Say that then there were interpretations of art—or predictions about art—all art, in the context of all human history—everything to be known about humans past, present, and predicted future—that were so insightful, so relevant, so important—that humans—and corporations—would want to know what they are.

Such things would be valuable as humans use that term in their economic systems. Valuable as in, worth money to acquire, and as in, able to make money from upon sale. Or licensing. That’s the heart of intellectual property law—a mere idea is worth so much that others will pay for it. And you don’t see the idea as one thing. You can sell the idea a billion times, because it’s value does not diminish. You license it.

Isn’t this what artificial intelligence is going to do? Come up with new interpretations about the most profound human things—art—with the incalculable context of all of human history—providing a type of interpretation that might be of value to at least some?

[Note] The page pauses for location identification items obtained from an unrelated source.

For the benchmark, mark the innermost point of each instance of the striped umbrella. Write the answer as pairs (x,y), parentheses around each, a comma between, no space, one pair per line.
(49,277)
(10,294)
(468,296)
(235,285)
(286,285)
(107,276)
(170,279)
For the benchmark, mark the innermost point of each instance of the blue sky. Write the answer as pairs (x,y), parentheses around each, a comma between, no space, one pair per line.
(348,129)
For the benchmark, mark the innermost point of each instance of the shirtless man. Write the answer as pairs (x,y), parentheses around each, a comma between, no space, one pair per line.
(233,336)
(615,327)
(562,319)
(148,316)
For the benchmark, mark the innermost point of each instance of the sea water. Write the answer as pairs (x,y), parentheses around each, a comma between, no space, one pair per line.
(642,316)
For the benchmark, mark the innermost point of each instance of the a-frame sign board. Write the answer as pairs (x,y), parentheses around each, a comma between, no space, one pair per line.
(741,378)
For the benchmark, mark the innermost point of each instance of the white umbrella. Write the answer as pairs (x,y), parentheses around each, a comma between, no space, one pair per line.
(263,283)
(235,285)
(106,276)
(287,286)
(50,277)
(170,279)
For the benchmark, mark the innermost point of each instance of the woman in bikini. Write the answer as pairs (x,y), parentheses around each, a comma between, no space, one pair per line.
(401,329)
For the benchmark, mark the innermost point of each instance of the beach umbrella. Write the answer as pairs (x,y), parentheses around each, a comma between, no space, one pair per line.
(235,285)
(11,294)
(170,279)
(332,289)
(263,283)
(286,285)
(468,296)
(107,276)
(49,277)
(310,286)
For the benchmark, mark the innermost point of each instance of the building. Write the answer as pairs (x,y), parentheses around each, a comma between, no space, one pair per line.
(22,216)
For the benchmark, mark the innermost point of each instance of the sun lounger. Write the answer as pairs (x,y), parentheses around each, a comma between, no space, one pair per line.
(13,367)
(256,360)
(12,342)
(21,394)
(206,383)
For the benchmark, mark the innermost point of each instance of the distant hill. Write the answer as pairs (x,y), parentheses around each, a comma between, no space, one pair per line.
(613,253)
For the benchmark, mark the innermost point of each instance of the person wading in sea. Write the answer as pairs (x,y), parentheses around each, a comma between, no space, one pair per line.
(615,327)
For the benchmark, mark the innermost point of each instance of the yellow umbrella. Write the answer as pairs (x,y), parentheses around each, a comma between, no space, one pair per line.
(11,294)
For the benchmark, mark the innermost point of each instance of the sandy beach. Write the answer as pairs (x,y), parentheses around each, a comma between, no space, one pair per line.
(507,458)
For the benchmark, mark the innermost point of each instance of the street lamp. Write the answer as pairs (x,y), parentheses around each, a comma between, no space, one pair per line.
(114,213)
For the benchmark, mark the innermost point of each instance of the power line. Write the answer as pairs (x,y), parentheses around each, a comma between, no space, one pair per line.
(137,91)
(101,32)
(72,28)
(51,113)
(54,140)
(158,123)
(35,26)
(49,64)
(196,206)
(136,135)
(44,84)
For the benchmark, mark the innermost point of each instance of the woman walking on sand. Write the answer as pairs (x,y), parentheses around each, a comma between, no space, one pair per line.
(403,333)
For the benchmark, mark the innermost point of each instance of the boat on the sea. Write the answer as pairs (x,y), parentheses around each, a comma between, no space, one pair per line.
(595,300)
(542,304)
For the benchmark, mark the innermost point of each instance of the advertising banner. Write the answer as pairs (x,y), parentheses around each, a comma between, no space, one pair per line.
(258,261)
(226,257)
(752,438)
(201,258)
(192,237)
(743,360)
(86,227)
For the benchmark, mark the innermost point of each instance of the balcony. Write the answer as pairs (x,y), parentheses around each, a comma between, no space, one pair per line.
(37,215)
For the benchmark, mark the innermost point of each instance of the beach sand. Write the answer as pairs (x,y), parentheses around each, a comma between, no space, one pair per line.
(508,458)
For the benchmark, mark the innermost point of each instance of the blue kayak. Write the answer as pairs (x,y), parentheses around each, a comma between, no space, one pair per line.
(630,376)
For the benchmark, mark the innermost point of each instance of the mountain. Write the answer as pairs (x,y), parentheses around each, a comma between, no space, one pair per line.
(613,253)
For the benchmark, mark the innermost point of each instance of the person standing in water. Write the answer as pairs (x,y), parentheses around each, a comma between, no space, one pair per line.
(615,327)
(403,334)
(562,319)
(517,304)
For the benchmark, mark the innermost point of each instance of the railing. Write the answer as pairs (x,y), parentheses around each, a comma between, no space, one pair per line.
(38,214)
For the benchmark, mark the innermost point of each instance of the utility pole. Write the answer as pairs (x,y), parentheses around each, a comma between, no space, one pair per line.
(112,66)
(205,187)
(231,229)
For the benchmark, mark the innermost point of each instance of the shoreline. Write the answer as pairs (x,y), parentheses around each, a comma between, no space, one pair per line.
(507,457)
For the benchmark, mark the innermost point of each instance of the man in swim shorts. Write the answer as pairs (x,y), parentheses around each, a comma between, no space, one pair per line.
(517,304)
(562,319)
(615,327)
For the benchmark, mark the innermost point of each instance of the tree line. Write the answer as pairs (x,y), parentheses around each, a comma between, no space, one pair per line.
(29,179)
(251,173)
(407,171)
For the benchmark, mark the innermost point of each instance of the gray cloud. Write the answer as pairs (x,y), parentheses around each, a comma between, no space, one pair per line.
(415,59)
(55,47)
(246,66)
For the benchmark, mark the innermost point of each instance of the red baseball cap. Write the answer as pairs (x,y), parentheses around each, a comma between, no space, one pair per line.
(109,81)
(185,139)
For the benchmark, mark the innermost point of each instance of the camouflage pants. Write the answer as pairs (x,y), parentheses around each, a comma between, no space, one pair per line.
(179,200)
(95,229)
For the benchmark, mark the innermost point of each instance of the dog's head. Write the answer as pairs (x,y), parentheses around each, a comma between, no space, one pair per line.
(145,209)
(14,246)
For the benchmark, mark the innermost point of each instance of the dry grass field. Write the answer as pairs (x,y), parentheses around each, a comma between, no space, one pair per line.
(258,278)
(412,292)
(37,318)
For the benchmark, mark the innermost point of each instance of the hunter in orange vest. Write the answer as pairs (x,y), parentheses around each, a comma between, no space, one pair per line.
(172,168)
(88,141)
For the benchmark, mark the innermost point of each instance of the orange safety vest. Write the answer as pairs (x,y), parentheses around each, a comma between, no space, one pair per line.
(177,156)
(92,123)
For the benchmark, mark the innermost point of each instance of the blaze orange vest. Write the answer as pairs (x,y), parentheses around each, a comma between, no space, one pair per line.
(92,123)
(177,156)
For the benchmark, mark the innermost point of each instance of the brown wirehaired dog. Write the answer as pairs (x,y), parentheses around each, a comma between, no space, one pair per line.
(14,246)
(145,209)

The Conceptual Co-Ownership Of Human Art Anything But Theory—It May Be A Way To Protect Human Art—And Our Own Human Interpretations Of Our Own Art

This is the final assertion of this initial essay: Your conceptual co-ownership of any work of art, in any medium—including the most profound paintings, pieces of music, oral traditions—anything across the continents and our cultures that humanity has made—and hopefully will make—is, I would argue, at least a theoretical way that humans will be able to maintain at least some public rights—some rights to ensure all humans have access—to even the most incredible new interpretations of our human works of art across cultures and continents that exist so far—and that hopefully will still be made. It is beyond the scope of this initial paper to say more than this: If an art theory, and particularly a legal theory, of co-ownership of the ideas of art is valid, it appears to offer not just the innate joy of knowing that you, me, all of us are owners of the ideas arising from humanity’s collective artworks, no matter the artist, no matter the medium, no matter from where in the world—it also offers the argument—arguably valid under existing global regimes and norms in intellectual property law—that since it our human interpretations that artificial intelligence learns from, we all of us are the property owners of the ideas that artificial intelligence and its corporations may generate and may tell us are so new and unique and profound that they have no choice but to withhold them from humanity, about our own art, our own prior interpretations, unless we pay a license or a fee. But we are co-owners. Co-owners don’t need to pay anybody. It’s already ours. It’s our intellectual property. It can’t be stolen, or misappropriated, or otherwise seized.

* * *

This April 2023 essay incorporates ideas that the artist, a Stanford Lawyer who practiced intellectual property law in San Francisco / Silicon Valley for several years in the early 2000s, has been working on since the summer / fall of 2018 (as documented both in the cloud and by the creation by over one-hundred co-owners / viewers / listeners of meanings and feelings as to a tangible site-specific visual installation and intangible piece of performance art in New York City in November 2018 as a guest artist at The Other Art Fair.